Targeted metabolomic profiles of serum amino acids and acylcarnitines related to gastric cancer

Abstract

Background: Early diagnosis and treatment are imperative for improving survival in gastric cancer (GC). This work aimed to assess the ability of human serum amino acid and acylcarnitine profiles in distinguishing GC cases from atrophic gastritis (AG) and control superficial gastritis (SG) patients.

Methods: Sixty-nine GC, seventy-four AG and seventy-two SG control patients treated from May 2018 to May 2019 in Gansu Provincial Hospitalwere included. The levels of 42 serum metabolites in the GC, AG and SG groups were detected by liquid chromatography-tandem mass spectrometry (LC-MS/MS). Then, orthogonal partial least squares discriminant analysis (OPLS-DA) and the Kruskal-Wallis H test were used to identify a metabolomic signature among the three groups. Metabolites with highest significance were examined for further validation. Receiver operating characteristic (ROC) curve analysis was carried out for evaluating diagnostic utility.

Results: The metabolomic analysis found adipylcarnitine (C6DC), 3-hydroxy-hexadecanoylcarnitine (C16OH), hexanoylcarnitine (C6), free carnitine (C0) and arginine (ARG) were differentially expressed (all VIP >1) and could distinguish GC patients from AG and SG cases.

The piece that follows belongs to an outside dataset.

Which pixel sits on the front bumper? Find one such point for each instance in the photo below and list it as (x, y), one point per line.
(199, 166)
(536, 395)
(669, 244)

In comparison with the AG and SG groups, GC cases had significantly higher C6DC, C16OH, C6, C0 and ARG amounts. Jointly quantitating these five metabolites had specificity and sensitivity in GC diagnosis of 98.55% and 99.32%, respectively, with an area under the ROC curve (AUC) of 0.9977.

Conclusion: This study indicates C6DC, C16OH, C6, C0 and ARG could effectively differentiate GC cases from AG and SG patients, and may jointly serve as a valuable circulating multi-marker panel for GC detection.

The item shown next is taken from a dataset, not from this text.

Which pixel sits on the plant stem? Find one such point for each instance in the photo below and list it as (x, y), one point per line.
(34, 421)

Keywords: Acylcarnitines; Amino acids; Atrophic Gastritis; Gastric cancer; Metabolomics; Superficial gastritis.

Figure 1. An orthogonal partial least square discriminant analysis (OPLS-DA) model.

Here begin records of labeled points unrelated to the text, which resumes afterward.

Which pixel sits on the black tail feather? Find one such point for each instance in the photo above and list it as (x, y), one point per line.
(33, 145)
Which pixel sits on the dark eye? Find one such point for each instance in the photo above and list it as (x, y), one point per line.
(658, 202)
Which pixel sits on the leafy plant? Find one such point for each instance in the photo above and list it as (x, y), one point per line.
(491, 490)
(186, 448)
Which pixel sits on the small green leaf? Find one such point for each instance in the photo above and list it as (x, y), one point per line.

(A) GC cases tended to cluster to the right, while the AG and SG groups clustered to the left. The OPLS-DA model revealed fairly separated GC from AG and SG. There was no separation between AG and SG. (B) Score plots for AG and SG cases. The model was unable to distinguish AG and SG. (C) and (E) OPLS-DA achieved a fairly distinct separation between GC and AG and between GC and SG. (D) and (F) The 200-time permutation test revealed no overt model over fitting. The y-axis intercepts were R2 (0.0, 0.136; 0.0, 0.127) and Q2 (0.0, −0.327; 0.0, −0.284).

Figure 2. VIP plot for the OPLS-DA model in preselecting variables.

(A) GC group versus AG group, *VIP >1. (B) GC group versus SG group, *VIP >1.

Figure 3. Box plots for select metabolites (Median (interquartile range)) differentiating GC, AG and SG.

* P < 0.05, ** p < 0.001, and *** p < 0.0001.